No ano 9 H, durante a peregrinação, foram revelados os versículos iniciais da Surah At-Tawbah, que tratam de maneira direta da situação dos pagãos que haviam rompido pactos, anunciam uma nova ordem em Meca e estabelecem o fim do paganismo institucional na cidade sagrada. ‘Alī ibn Abī Tālib recitou esses versículos em Meca, declarando que, a partir do ano seguinte, apenas muçulmanos fariam o Hajj, ninguém circundaria a Kaaba nu (prática pagã) e não haveria mais coexistência oficial entre a idolatria organizada e a centralidade da Casa Sagrada.

Quatro grupos de politeístas em At-Tawbah

A Surah 9 não coloca todos os politeístas na mesma categoria jurídica. Em vez disso, o texto distingue claramente diferentes grupos, cada um com seu status e suas regras específicas. Compreender essa distinção é essencial para entender “9:5 do Alcorão em contexto”, pois evita que se generalize uma disposição voltada a traidores beligerantes como se valesse para qualquer pessoa de outra crença. Os exegetas apontam, de forma resumida, quatro agrupamentos principais de mushrikīn no início da surata.

O primeiro grupo é formado pelos idólatras com os quais existia um tratado sem prazo definido. A esses é anunciado publicamente o rompimento, com concessão de uma moratória de segurança de quatro meses para que circulem livremente, reorganizem seus assuntos e avaliem o que farão, sem serem atacados nesse intervalo (Surah 9, versículos 1–3).
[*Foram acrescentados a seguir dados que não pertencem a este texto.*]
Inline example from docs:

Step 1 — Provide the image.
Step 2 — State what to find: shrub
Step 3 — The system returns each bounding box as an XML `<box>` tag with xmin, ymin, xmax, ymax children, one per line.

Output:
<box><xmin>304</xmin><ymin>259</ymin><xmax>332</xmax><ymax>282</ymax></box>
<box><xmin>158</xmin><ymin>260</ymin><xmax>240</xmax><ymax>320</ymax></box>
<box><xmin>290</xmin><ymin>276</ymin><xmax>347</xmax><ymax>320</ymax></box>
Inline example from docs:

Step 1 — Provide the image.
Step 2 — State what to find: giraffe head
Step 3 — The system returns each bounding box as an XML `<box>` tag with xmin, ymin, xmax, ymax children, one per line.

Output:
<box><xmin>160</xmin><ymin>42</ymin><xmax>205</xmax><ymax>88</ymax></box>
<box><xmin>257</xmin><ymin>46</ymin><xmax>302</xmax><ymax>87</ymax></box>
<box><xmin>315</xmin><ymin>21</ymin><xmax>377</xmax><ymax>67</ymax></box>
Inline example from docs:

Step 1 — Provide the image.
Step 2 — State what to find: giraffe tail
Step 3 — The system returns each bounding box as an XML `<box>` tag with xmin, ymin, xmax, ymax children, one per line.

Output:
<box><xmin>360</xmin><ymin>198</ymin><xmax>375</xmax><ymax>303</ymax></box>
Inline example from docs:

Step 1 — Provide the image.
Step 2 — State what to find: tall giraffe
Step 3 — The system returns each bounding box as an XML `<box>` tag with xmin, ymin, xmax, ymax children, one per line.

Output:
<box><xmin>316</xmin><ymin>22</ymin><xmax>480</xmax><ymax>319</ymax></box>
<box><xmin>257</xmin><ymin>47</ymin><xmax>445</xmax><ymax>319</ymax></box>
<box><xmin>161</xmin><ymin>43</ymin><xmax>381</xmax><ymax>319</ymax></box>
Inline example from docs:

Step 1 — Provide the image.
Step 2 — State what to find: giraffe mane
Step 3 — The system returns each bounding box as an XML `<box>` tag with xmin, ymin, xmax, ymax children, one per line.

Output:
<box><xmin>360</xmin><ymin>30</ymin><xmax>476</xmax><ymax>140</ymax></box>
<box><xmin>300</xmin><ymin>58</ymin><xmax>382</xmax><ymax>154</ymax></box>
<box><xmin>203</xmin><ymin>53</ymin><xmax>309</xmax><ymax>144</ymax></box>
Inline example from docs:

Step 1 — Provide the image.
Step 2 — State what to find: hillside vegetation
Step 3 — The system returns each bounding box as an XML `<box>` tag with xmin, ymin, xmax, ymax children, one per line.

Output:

O segundo grupo compreende pagãos mais distantes, sem pactos específicos com os muçulmanos, mas alcançados pela proclamação geral de que a ordem religiosa e política na Península seria ajustada a partir daquele momento.

O terceiro grupo é o daqueles que possuíam tratados com prazo definido e que, até então, não haviam traído nem ajudado inimigos contra os muçulmanos. Sobre eles, o Alcorão determina:

“Exceto com os idólatras com os quais pactuastes e que, depois, em nada vos faltaram nem auxiliaram alguém contra vós: completai, pois, o pacto com eles até seu termo. Por certo, Allah ama os piedosos.” (Surah 9, versículo 4).

O quarto grupo corresponde aos violadores do Tratado de Hudaybiyyah, como os coraixitas e seus aliados que participaram ou apoiaram o ataque a Banu Khuza‘ah. A esses também foi concedido o prazo de quatro meses de segurança para que revissem suas posições, cessassem hostilidades ou deixassem a área sagrada; apenas se persistissem na agressão após a moratória, e dentro daquele teatro específico de operações, o combate se tornaria uma possibilidade legítima, como explica o versículo 9:5. Ao mesmo tempo, o texto reafirma o direito de asilo:

“E, se um idólatra te pede proteção, protege-o, até que ouça as palavras de Allah; depois, faze-o chegar ao seu lugar seguro. Isso, porque são um povo que não sabe.” (Surah 9, versículo 6).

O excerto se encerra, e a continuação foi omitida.